Durante los reportajes de estos sucesos siempre escribiste de una manera muy profesional, con una gran transparencia y con todos los principios que conformaban tu personalidad periodística. Pero más allá de esto, cualquiera que te viera a los ojos veía inmediatamente al ser humano que había dentro de ti, y, si se acercaba, sentía asimismo tu cálido corazón y los honestos sentimientos y emociones que desprendías. Eres el ejemplo de la suma de dos partes perfectas: una persona extraordinaria y una periodista profesional.

Durante una de las manifestaciones en Bil’in, los jóvenes se dirigieron hacia el Muro y quemaron sus camisetas del FC Barcelona en una demostración de frustración y rabia por el partido que el Barça tenía previsto jugar en Israel. Ese mismo día llevaste nuestro mensaje al capitán del equipo. No solo eso, organizaste también una visita de una parte del conjunto a Bil’in y con ello conseguimos captar la atención de uno de los equipos de fútbol con más repercusión del mundo. Su viaje ofreció al pueblo la posibilidad de dar un eco mayor a sus reivindicaciones. Aquí, en Bil’in, todos te queremos y estamos orgullosos de tener tu amistad.

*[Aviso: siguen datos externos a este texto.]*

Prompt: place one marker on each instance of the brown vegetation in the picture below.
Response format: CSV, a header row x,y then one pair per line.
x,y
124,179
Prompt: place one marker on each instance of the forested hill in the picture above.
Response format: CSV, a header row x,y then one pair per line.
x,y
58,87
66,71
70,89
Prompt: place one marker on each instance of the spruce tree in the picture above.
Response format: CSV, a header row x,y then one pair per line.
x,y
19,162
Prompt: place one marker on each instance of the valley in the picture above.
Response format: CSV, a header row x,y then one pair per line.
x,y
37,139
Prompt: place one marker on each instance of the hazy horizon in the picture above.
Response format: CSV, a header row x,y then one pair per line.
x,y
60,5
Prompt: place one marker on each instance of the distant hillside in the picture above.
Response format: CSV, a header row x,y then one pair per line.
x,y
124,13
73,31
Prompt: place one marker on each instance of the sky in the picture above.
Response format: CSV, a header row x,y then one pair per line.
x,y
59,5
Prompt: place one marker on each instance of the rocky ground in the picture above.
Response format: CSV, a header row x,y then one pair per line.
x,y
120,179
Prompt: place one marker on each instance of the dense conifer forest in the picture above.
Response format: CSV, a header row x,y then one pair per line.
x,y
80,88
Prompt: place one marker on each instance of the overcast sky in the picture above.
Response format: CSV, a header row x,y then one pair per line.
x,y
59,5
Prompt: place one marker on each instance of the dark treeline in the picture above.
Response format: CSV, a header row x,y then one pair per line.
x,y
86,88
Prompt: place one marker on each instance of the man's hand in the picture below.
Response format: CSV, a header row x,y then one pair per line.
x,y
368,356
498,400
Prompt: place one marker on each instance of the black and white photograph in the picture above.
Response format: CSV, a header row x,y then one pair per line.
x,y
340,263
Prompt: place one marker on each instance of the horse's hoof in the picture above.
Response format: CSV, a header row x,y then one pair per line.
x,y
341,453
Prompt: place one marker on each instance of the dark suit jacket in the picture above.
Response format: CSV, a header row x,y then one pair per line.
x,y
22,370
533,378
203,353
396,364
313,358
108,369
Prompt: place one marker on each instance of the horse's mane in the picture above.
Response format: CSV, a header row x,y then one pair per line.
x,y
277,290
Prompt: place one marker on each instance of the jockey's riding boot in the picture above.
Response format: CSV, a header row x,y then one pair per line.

Durante los últimos meses de tu lucha contra la enfermedad, me llamaste un día y me dijiste que querías venir al pueblo, insistiendo en reunirte con la madre de Bassem Abu Rahma para escribir sobre el jardín de botes de gas lacrimógeno y el memorial que erigimos en su recuerdo, un pequeño olivo que nacía dentro de la carcasa de otro anterior, ya seco. Esta fue nuestra manera de mostrar que el nombre de Bassem permanecería para siempre en nuestros corazones. Al igual que él, tu nombre seguirá eternamente con nosotros, jóvenes, mujeres, hombres del pueblo: Fa-anti Ana, waAna anti. Y tú eres yo-Ana, y yo-Ana soy tú. (“Ana” en árabe significa “yo”).

Mohammed Khatib és advocat i fundador del Comitè de Coordinació de Lluita Popular, que lidera el moviment de resistència pacífica contra l’ocupació israeliana a Cisjordània.